A new gastronomy festival in Morelia, Michoacan, in western Mexico, at the end of May, aims to give their efforts a further boost to be enjoyed by locals and tourists alike.

Five months after Mexican gastronomy joined the ranks of pre-Hispanic monuments winning special recognition from the UN cultural body, Unesco, a restaurant serving up Mexican dishes has for the first time been named among the world’s top 50 eateries.

The Pujol joins another restaurant also in an upscale district of Mexico City, which serves up Basque fusion cuisine, which made it onto the list last year. Since pre-Hispanic times, Mexican dishes have drawn on a wealth of ingredients, including many varieties of corn, beans and chili peppers, as well as native tomatoes, avocados or cocoa.

But top chefs are increasingly mixing up traditional recipes to give them a modern twist.

“People think that Mexican food is heavy, that you have to go on a diet of lettuce three days before you eat it,” said Enrique Olvera, owner of Pujol which made the S.Pellegrino World’s 50 Best Restaurants list in April.

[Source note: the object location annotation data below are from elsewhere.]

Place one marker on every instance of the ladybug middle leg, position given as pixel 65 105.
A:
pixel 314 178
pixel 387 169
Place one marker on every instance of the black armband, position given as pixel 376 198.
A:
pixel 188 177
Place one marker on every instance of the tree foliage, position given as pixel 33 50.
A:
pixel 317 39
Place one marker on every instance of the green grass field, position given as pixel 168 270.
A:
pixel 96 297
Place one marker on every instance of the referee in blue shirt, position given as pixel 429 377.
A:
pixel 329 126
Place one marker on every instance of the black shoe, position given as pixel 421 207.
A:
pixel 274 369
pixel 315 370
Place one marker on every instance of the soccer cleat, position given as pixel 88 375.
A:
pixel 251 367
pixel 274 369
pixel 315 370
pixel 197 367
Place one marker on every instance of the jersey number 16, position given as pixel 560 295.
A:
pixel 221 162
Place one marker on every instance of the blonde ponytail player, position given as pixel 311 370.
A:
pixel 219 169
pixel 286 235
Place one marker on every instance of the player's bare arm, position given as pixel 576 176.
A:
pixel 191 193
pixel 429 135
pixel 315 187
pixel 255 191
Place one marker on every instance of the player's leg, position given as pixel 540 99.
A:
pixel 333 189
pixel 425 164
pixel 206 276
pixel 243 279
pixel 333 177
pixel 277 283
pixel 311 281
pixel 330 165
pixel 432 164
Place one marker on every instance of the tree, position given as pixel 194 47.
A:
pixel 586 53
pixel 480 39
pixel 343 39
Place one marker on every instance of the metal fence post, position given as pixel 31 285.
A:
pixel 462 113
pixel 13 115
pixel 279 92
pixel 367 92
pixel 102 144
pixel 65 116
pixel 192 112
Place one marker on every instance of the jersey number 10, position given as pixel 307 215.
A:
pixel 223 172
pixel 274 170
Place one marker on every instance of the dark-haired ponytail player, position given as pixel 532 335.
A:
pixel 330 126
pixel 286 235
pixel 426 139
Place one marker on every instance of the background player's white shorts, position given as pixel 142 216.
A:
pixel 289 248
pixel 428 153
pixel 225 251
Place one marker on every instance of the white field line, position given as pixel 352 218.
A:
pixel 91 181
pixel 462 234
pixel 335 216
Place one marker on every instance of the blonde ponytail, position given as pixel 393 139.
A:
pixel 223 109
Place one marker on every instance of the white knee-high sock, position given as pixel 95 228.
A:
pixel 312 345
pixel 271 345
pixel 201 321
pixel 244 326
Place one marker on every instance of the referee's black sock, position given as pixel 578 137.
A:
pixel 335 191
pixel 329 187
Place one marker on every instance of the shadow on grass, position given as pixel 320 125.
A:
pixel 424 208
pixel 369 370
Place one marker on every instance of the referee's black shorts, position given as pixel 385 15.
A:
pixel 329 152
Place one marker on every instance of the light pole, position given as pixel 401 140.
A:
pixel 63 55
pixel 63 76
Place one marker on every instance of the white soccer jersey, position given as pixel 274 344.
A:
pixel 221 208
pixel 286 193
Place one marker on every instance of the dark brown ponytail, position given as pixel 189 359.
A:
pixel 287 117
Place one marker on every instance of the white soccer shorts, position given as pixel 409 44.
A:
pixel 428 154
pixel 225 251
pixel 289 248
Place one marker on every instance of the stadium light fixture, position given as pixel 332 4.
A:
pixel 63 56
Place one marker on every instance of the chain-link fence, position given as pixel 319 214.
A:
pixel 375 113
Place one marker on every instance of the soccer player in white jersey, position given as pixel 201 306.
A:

“We’re looking for a new experience,” Mr Olvera said, using tweezers to assemble a starter of bean dip, roast tomato skin, zucchini, cheese, oil from the Pipicha herb – similar to cilantro – and tiny toasted Jumiles bugs.

The 35-year-old has inspired a generation of Mexican chefs and won widespread acclaim in the 11 years since Pujol opened.

The minimalist restaurant is located in the capital’s Polanco district, also home to Biko, a Basque restaurant and the only other one in Mexico ever to make the top 50 best restaurant list compiled by more than 800 industry experts.

Pujol recently received a visit from Irish rocker and U2 frontman Bono, who choose to celebrate his birthday there.

“The fact that there’s a Mexican restaurant in the top 50 means that the world is changing,” said Mr Olvera, who is at the forefront of a movement of chefs, professors and foodies altering perceptions of Mexican food and drink.

Smart restaurants and cooking schools here have long favoured foreign cooking, particularly from France, but Mexican cooking classes have increased in recent decades.